Various garden bloggers are posting beautiful images of their high-tech garden plans made with sophisticated software. Ribbit and I seem to fall on the other end of the spectrum. To be honest, I stink at record-keeping (hence the blog) and I also stink at planting things where I say I will. It's as though the heady scent of topsoil goes straight to my head and whoosh -- I'm high as a kite, sticking transplants and seeds into garden beds willy-nilly, trusting in whatever earth deities run the vegetable world to make it all work out okay. They don't always watch, so I have "Tom Thumb" lettuce marching right through my napkin-glued carrots, but it usually works out okay.

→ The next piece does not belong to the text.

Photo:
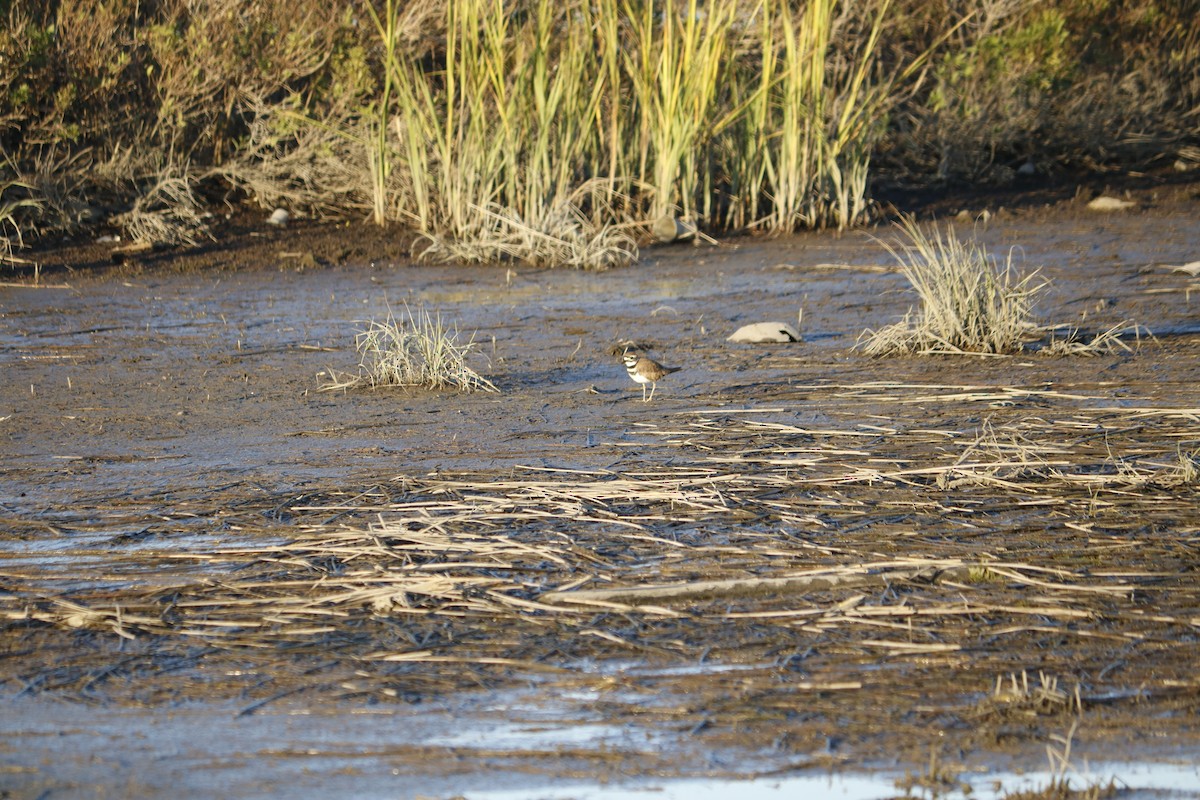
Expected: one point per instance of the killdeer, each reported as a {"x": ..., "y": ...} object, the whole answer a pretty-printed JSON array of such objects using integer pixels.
[{"x": 646, "y": 371}]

The thing is, though, I love plans. I love planning, I love imagining me remembering to succession-plant, I think crop rotation is a fine, fine thing, and I like paper. How does that work out? Well, on the days when I don't have a whole class and a half's worth of papers to grade (what's your thesis statement for "The Overcoat"?), and I don't feel like doing battle with the Bad, Bad Weeds, I go downstairs and get my secret stash of optimism:
Doesn't look like much, huh? Well, lookie here:
That's, roughly speaking, my yard. Sorry it's difficult to see. All the beds are laid out and the major fruit trees depicted. They're just outlines. To fill them in, I go to the tracing paper and drafting tape:
This is the current planting. In general, I try to put dates down but I'm not completely on top of that. The little stakes in the garden have plant dates, transplant dates, and pull dates (ideally) written on them. Sharpie fades; pencil doesn't. Go figure.
Then I make another tracing paper copy for the next season. This is for the spring.
Laid over the current planting, I can see what is in the beds to be followed. Heavy feeders follow light, and vice versa. Tomatoes and cole crops seem to be the key players -- I want to be sure they don't get planted right where they were.
Theoretically, this will work. At our house, computers sometimes die or fail, but if I don't forget where the tube is, this sort of system should last and last. I like peeling the layers off, traveling in time as I see the progression of crops. If planting follows the plan, everything should work out just fine. It does, for me at least, lead to thinking of single-crop beds. We'll see. My desires for different vegetables seems to be waning, while I want more of single things (there is, for example, no such thing as "too much" butternut squash).
Plus, there's the magic of an eraser. The way my eldest is eating pickles lately, I may remove a potato bed and put in more pickling cucumbers. Easier done on paper than outside!